Make In India effect: PTC Industries share price has been on an uptrend for the last eight successive sessions. In this period, PTC share price has risen from ₹8,226 apiece to ₹14,900 per share mark, recording over 80 percent rally in this period. The small-cap company registered a sharp upside after informing the Indian stock market exchanges about participation in the particular purpose vehicle (SPV) under the 'Make In India' initiative, a government-led campaign to encourage multinational and domestic companies to manufacture their products in India. In this participation, the company declared a partnership with top defence entities. This led to a spurt in the trade volume of the stock.
Stock market experts attribute the ongoing rise in PTC Industries' share price to the company's robust Q4 results.

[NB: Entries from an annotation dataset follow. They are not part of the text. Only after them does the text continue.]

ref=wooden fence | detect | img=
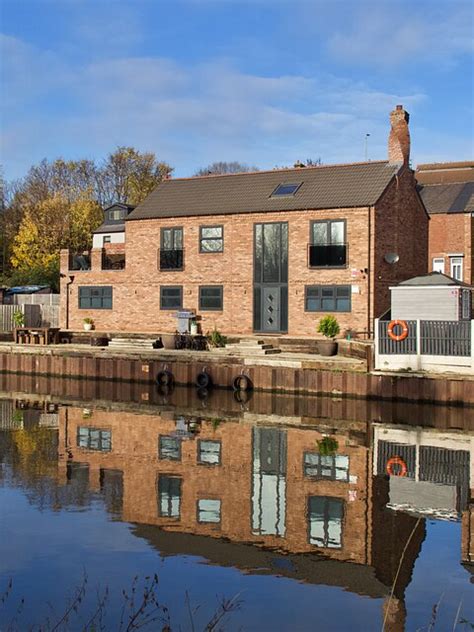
[0,304,59,332]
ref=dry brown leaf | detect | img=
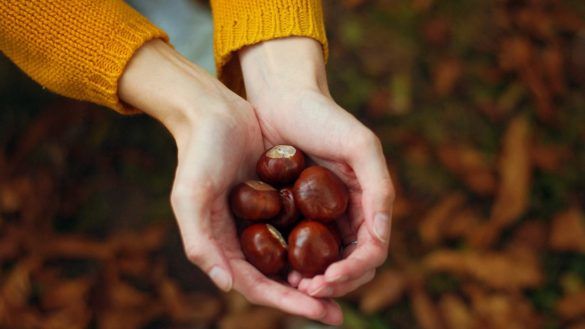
[43,303,91,329]
[419,193,465,245]
[219,307,285,329]
[439,294,476,329]
[437,143,496,195]
[107,281,150,308]
[97,305,162,329]
[511,220,548,251]
[41,278,92,310]
[410,285,444,329]
[0,177,33,213]
[158,278,222,325]
[433,58,463,96]
[471,289,540,329]
[567,320,585,329]
[549,207,585,253]
[110,225,167,253]
[443,208,483,239]
[531,144,570,171]
[0,258,39,309]
[487,116,531,244]
[42,235,114,260]
[499,36,534,70]
[423,250,543,290]
[542,46,566,94]
[557,290,585,319]
[360,270,407,314]
[116,253,152,277]
[423,17,451,47]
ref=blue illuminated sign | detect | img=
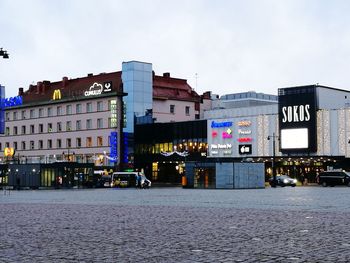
[0,85,5,134]
[110,132,118,163]
[211,121,232,128]
[123,132,129,163]
[1,96,23,108]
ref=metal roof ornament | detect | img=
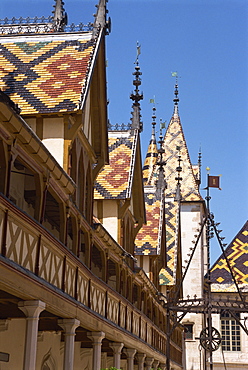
[52,0,68,32]
[130,42,143,132]
[93,0,111,35]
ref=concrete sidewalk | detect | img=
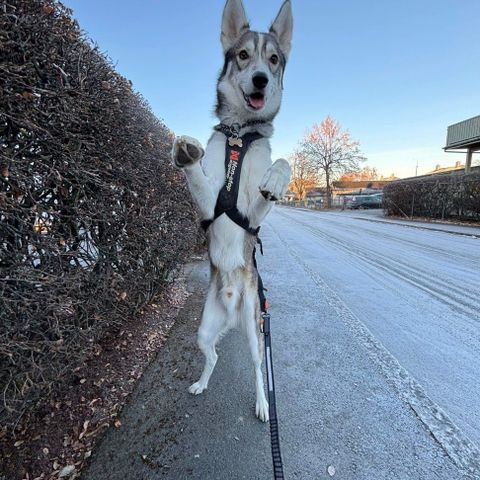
[82,225,463,480]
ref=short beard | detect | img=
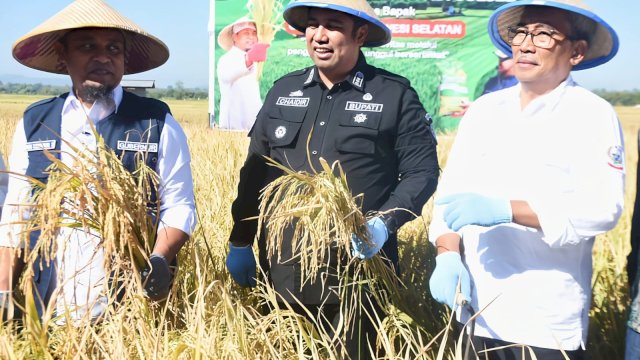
[76,84,113,103]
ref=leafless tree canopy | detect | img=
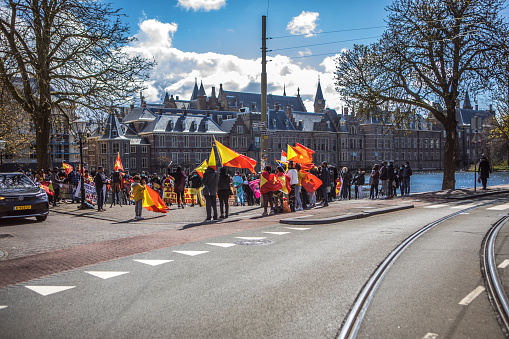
[0,0,153,168]
[336,0,509,189]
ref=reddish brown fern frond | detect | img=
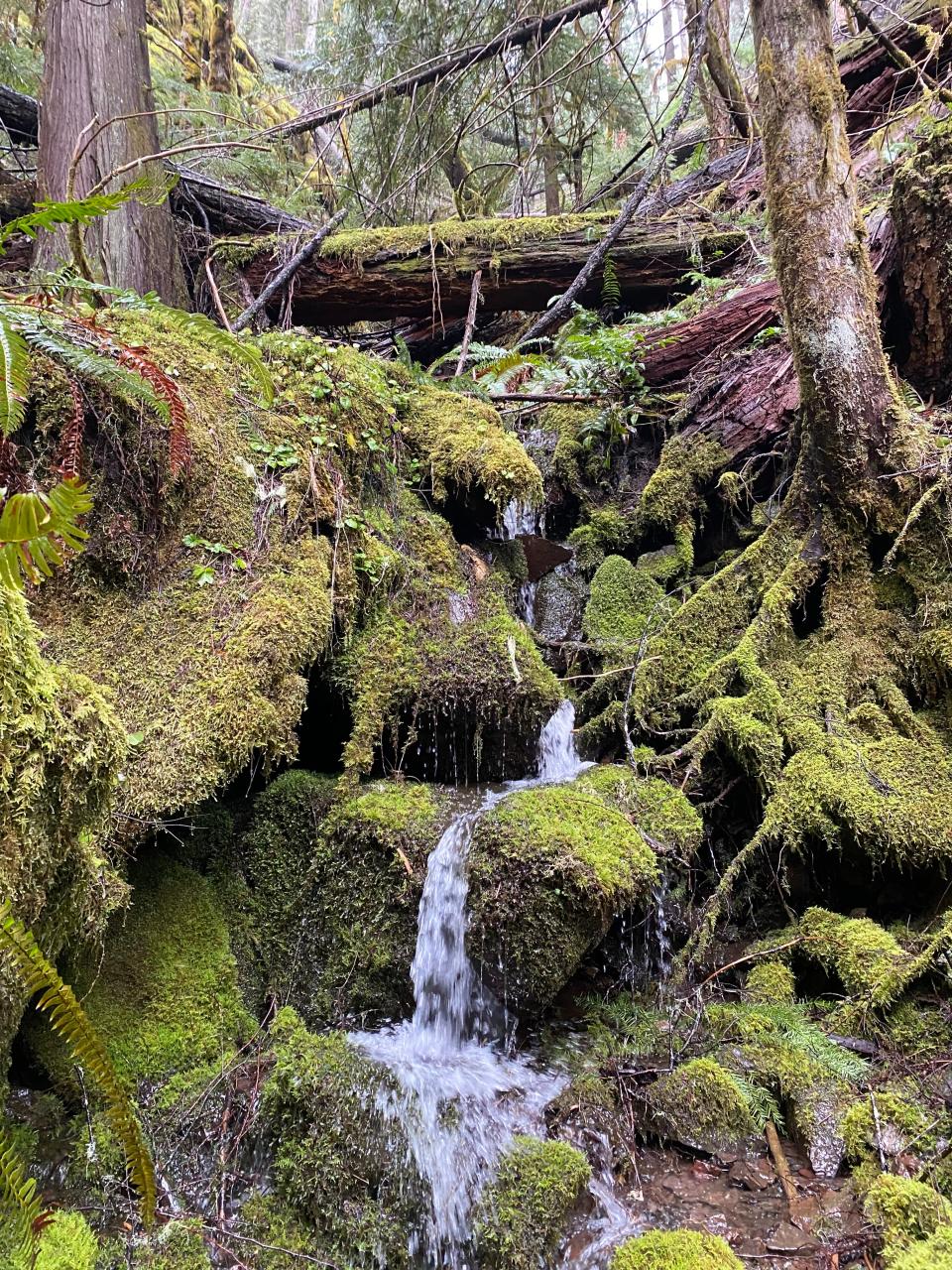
[113,344,191,477]
[55,380,86,480]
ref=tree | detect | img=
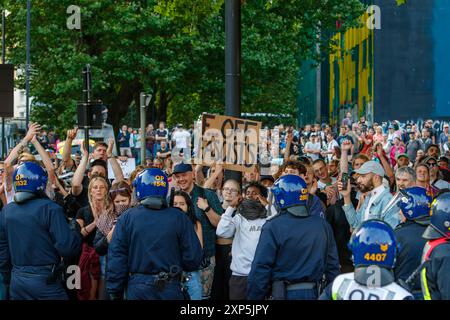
[2,0,363,134]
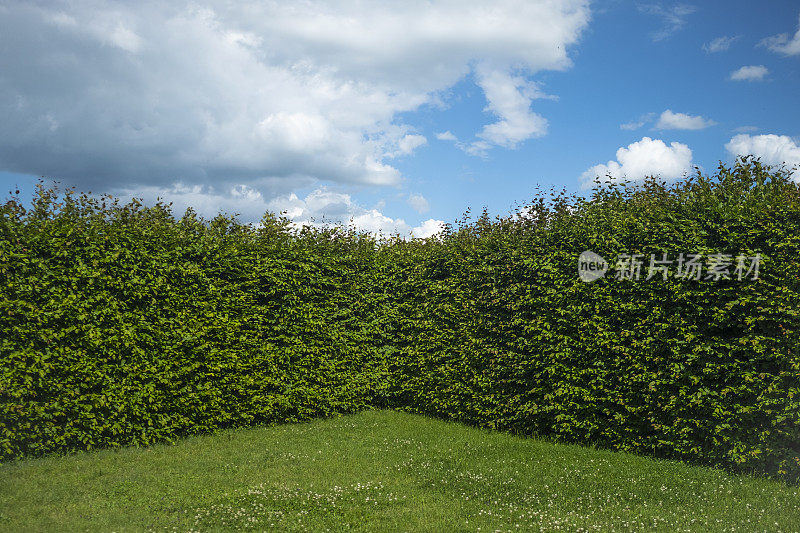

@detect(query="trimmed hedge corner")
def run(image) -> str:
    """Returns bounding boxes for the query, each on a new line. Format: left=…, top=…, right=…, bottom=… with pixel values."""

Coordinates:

This announcement has been a catalyst for the stock's rally, with the share price consistently reaching new record highs. These experts predict that the stock's upward momentum may continue, potentially reaching ₹15,500 in the near future.
Highlighting the triggers for PTC India share price rally, Avinsh Gorakshkar, Head of Research at Profitmart Securities, said, "The reason for the rise in PTC Industries shares can be attributed to two major reasons: strong Q4 results 2024 and participation in Make In India SPV. PTC India shares are ascending after announcing strong Q4 results in 2024. After the announcement of strong quarterly results, the company declared participation in SPV under Make In India, in which the company declared a partnership with top defence entities. This triggered fresh buying in the stock in the recent sessions."

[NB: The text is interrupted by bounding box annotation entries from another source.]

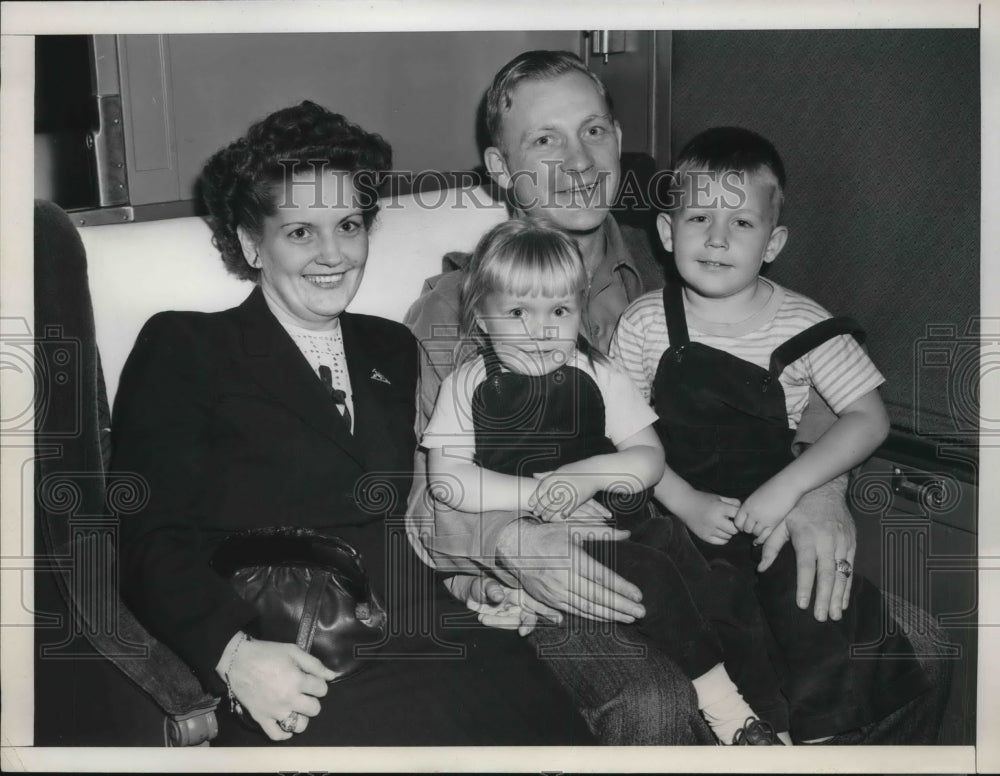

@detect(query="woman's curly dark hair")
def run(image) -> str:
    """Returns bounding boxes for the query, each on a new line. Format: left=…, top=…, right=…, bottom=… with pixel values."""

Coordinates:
left=200, top=100, right=392, bottom=282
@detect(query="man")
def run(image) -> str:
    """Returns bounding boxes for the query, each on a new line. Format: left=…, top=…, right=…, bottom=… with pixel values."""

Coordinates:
left=406, top=51, right=947, bottom=744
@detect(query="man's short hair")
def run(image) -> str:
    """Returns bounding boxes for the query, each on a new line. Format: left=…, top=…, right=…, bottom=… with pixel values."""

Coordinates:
left=486, top=49, right=614, bottom=150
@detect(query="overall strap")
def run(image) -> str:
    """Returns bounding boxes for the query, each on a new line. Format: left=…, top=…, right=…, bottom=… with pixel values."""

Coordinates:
left=663, top=282, right=690, bottom=348
left=768, top=316, right=865, bottom=380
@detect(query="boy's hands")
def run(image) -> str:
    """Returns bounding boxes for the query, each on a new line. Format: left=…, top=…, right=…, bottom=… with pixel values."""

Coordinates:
left=670, top=487, right=740, bottom=544
left=733, top=478, right=801, bottom=544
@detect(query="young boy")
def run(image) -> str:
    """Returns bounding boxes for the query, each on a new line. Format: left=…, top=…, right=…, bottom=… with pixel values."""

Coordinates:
left=611, top=127, right=927, bottom=741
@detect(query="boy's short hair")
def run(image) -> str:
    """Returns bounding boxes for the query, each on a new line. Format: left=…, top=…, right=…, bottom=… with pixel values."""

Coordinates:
left=486, top=49, right=613, bottom=150
left=671, top=127, right=786, bottom=222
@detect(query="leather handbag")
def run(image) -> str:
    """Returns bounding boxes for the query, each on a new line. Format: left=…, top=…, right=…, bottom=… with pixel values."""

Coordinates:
left=212, top=527, right=386, bottom=681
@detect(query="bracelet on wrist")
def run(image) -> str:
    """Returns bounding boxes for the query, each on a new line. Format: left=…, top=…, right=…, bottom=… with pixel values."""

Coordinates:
left=222, top=631, right=252, bottom=714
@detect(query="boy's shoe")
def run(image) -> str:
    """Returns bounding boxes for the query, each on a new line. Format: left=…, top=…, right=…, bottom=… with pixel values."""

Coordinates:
left=733, top=717, right=785, bottom=746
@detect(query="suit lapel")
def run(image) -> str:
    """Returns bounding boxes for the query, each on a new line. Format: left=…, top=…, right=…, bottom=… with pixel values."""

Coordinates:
left=238, top=287, right=365, bottom=467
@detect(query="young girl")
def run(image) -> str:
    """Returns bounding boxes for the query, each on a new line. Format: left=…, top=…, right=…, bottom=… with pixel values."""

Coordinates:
left=422, top=220, right=790, bottom=744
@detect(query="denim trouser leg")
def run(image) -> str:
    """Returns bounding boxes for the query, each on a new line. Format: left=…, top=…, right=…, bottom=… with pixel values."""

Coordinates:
left=528, top=617, right=715, bottom=746
left=825, top=593, right=952, bottom=745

Reiterating the advice for existing and potential investors, Sumeet Bagadia, Executive Director at Choice Broking, said, "PTC Industries shares have made a strong base at the ₹14000 mark. The stock still looks positive on the technical chart and is expected to touch ₹15,000 and ₹15,500 in the near term. Therefore, PTC India shareholders are strongly advised to hold the scrip maintaining a stop loss at ₹14,000 per share level. For potential investors, this is a good time to consider buying the stock."
On the suggestion to fresh investors regarding PTC Industries shares, Sumeet Bagadia said, "Fresh investors can buy the scrip at the current level and maintain a buy-on-dips strategy until the stock is above ₹14,000. One can buy and hold the scrip for ₹1,500 per share target, maintaining a strict stop loss at the ₹14,000 per share mark."

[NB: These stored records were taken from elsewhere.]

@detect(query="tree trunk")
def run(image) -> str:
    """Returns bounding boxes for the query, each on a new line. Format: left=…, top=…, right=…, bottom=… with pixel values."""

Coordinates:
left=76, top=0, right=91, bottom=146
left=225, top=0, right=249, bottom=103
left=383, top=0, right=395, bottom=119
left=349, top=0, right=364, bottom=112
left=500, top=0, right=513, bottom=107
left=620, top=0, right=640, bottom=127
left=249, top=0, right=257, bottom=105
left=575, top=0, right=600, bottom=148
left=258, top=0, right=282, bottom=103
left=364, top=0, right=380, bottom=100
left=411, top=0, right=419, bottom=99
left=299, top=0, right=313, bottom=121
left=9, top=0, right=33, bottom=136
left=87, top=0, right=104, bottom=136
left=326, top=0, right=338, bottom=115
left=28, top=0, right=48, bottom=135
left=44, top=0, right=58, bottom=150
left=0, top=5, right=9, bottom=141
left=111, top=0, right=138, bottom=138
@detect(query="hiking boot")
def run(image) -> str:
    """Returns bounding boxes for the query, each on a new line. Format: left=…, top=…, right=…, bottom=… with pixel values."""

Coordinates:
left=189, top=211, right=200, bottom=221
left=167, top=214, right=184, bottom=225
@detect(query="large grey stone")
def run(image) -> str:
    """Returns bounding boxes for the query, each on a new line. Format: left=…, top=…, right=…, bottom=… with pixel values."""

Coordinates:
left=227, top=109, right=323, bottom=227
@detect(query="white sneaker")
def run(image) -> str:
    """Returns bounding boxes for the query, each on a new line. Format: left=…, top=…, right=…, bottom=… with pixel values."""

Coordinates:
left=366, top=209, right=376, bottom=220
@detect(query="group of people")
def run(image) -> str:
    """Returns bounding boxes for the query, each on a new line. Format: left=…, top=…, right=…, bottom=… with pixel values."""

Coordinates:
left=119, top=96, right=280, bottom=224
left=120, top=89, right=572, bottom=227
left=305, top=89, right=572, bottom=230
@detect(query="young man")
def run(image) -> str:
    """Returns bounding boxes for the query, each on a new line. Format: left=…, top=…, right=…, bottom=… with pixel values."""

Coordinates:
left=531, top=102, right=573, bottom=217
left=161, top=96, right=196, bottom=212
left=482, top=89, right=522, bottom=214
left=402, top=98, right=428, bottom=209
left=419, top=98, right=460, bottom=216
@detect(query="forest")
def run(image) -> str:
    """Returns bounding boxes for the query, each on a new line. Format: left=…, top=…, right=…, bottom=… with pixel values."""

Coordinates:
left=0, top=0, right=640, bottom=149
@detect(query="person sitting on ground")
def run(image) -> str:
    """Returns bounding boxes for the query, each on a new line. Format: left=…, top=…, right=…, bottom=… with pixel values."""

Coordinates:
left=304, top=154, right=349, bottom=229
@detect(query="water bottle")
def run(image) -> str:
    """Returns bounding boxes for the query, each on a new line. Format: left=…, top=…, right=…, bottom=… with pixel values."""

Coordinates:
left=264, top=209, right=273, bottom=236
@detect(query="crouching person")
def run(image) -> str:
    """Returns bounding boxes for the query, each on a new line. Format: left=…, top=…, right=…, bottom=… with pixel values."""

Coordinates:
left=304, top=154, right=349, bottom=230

On Monday this week, PTC Industries declared participation in Make In India, saying, "PTC Industries Limited (herein referred to as "PTC"), a manufacturer of high-quality high-precision metal components for various critical and super-critical applications, is delighted to announce its partnership with leading entities under DTIS scheme in the Indian Defence and Aerospace sector to advance the 'Make in India' initiative."
A Green Field Defence Testing Facility is being established in the Lucknow Node of the UP Defence Industrial Corridor under the DTIS scheme to overcome the challenge of the expensive, state-of-the-art testing infrastructure. This facility, named "Advanced Materials (Defence) Testing Foundation", is a collaborative effort among key industry players, including Hindustan Aeronautics Limited, Bharat Dynamics Limited, Mishra Dhatu Nigam, Yantra India Limited, PTC Industries Limited and Uttar Pradesh Expressways Industrial Development Authority, with the land being provided by the Uttar Pradesh Expressway Industrial Development Authority. The Government of India will fund 75% of the project cost, with the remaining 25% funded by the SPV members, totalling an approximate cost of ₹53 crores.
Disclaimer: The views and recommendations above are those of individual analysts, experts, and broking companies, not of Mint. We advise investors to check with certified experts before making any investment decisions.